If you ever get into honest conversations about self-defense and concealed carry with people who are moderately interested but not rabidly anti-gun, the question of why you carry will come up.  The gun bloggers pass around a wonderful story, said to be true, about a sheriff in a party or semi-formal situation being asked by a nice old lady, "I see you have your gun, Sheriff.  Expecting trouble?"

To which the sheriff replies, "No, mam.  If I was expecting trouble, I'd bring my rifle".  The vast majority of concealed carriers know you don't carry because you're expecting trouble.  You carry for the same reason you have a spare tire in your car.  It's better to have one and not need it than need it and not have it.

Katrina is the seminal moment for me.  I live in the hurricane zone and all my life, every stinkin' year, at the start of hurricane season some somber commentator would predict what would happen if a big storm hit New Orleans.  All my life they were saying what would happen and they were exactly, 100% right. And what did we get?  The result of 50 years of planning and practice, going into smooth motion, like an NFL team doing an off tackle run, or a dance troupe doing their best routine?  No, we got an enormous cluster, er, um, .... charlie foxtrot... with out of town looters taking everything they could grab; police abandoning their post to protect their families; local looters taking, not just food or water but also TV sets; police joining the looters; out of area police disarming citizens who were fully prepared for the storm and armed to protect themselves from the looters, and much, much more. 

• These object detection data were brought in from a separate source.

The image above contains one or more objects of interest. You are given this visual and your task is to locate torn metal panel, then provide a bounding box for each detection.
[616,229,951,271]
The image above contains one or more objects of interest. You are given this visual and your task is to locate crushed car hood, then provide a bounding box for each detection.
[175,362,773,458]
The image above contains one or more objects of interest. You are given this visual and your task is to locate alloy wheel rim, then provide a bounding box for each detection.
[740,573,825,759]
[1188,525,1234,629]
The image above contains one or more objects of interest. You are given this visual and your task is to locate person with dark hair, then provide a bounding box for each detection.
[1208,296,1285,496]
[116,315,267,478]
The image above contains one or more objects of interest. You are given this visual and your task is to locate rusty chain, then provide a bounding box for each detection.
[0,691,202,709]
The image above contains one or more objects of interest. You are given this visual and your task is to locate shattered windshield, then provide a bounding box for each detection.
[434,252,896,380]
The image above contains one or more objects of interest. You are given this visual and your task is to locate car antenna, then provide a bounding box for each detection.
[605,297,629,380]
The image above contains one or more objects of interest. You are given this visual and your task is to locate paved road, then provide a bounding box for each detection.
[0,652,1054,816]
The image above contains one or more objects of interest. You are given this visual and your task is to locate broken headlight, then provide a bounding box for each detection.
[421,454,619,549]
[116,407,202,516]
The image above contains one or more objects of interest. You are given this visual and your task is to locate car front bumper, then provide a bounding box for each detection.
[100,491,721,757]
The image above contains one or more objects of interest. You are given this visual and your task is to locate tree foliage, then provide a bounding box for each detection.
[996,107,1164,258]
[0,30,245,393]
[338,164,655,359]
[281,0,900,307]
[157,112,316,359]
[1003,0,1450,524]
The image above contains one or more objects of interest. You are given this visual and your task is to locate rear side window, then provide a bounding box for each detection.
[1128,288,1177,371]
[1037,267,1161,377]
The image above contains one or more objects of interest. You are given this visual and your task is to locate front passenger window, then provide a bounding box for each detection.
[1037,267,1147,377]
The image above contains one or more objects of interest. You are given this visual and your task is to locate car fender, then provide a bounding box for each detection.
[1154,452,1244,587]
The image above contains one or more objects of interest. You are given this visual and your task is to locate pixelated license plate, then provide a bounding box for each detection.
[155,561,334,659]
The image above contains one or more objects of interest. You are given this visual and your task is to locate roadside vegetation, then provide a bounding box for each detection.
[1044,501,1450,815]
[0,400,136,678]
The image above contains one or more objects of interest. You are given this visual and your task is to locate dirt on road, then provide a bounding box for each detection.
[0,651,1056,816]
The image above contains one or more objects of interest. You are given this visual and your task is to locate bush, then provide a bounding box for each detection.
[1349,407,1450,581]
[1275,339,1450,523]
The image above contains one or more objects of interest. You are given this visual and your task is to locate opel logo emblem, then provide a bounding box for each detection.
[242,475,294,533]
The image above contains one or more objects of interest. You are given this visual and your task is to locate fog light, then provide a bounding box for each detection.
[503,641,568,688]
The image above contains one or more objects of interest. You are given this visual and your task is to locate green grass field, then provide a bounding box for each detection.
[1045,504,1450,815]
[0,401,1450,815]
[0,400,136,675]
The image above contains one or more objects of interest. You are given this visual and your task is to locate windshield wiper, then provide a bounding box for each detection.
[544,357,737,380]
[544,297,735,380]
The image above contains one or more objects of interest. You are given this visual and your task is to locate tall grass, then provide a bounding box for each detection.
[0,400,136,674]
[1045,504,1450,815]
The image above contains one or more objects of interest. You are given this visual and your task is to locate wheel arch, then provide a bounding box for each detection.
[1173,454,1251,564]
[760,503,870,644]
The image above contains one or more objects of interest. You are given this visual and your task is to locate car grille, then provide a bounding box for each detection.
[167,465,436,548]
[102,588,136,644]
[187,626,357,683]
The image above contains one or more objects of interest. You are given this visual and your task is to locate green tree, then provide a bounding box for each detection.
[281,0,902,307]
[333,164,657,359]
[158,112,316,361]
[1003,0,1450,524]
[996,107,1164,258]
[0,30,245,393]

Leaders?  These guys couldn't lead a bunch of dysentery-racked gringo tourists in Tijuana to the bathroom. 

It was because of Katrina, Ike, and to lesser degree the three or four hurricanes we had here, that I decided I'd better get armed and learn to defend my family and myself.   My house survived three hurricanes in a single season without a dime's worth of damage (I did lose a wood fence, but that doesn't matter much).  The area was full of toothless guys with chainsaws driving around in pickup trucks offering to do work for you.  Stories went around that if you didn't answer the knock, they came back after dark and helped themselves - especially in the areas where even more people evacuated than around where I live.

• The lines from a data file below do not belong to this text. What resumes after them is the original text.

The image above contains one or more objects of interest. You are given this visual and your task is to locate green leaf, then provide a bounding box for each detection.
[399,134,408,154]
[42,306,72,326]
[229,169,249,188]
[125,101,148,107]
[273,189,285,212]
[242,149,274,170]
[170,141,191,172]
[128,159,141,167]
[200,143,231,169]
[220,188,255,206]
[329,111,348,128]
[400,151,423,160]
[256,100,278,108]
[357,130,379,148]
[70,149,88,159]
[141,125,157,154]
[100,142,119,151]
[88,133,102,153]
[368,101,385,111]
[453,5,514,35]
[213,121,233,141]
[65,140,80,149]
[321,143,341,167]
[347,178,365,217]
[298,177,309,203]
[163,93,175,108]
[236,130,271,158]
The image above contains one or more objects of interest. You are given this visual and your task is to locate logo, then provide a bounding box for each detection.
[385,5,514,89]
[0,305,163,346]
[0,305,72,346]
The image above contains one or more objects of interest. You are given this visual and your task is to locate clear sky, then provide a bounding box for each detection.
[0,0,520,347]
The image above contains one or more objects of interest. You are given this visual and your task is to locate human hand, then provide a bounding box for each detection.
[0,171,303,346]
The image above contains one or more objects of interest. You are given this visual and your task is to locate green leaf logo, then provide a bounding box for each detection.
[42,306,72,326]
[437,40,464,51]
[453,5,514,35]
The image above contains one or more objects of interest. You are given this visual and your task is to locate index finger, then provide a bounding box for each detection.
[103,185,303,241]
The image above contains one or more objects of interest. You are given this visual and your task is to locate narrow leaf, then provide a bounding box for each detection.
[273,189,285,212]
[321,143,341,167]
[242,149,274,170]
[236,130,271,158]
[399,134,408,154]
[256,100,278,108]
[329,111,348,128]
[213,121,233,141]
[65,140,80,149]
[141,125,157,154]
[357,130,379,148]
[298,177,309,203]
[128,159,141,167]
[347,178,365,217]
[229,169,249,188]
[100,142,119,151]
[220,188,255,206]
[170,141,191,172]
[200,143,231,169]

Another saying the gun bloggers pass around is "I carry a gun because a cop is too heavy". Or "when seconds count, police are minutes away".

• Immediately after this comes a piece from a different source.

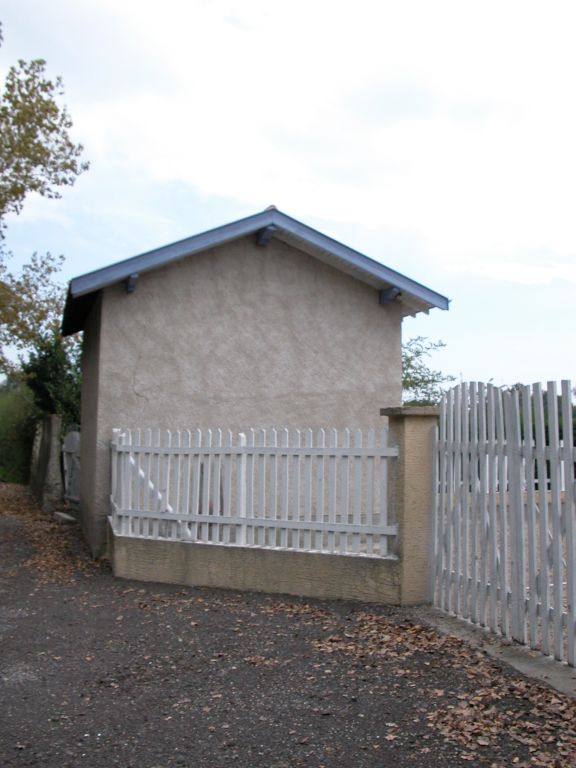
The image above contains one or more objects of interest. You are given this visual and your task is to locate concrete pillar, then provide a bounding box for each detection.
[380,406,439,605]
[30,415,63,513]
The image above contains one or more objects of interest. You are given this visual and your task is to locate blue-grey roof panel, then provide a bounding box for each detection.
[62,208,449,334]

Fundamentally, people arm themselves because they are self-reliant, and don't want to depend on an all-too-undependable government to protect them.

1 comment:

  1. Graybeard,

    I think you may have already been upstate when Andrew hit South Florida. In Boca Raton, we were spared damage. But in Hollywood, where my Dad lived, they had some damage an lots of power outages. I loaded my generator in the back of my pickup and headed for Hollywood before my Dad's freezer thawed out.

    Generators were going for big bucks after Andrew. There were massive power outages and every big box store was sold out of plywood and generators.

    At a traffic light in Coconut Creek three guys in pickup offered to buy my generator for $500. I politely declined, to which they answered they would just take it.
    There were three of them and one of me. Well, not really, I had Mr. Smith and Mr. Wesson with me. All three of them were out of their truck when I retrieved my S&W 645 from the glove box. You wouldn't believe how fast their attitude changed.

    Often, when I am asked why I carry, I simply answer, "Because I can."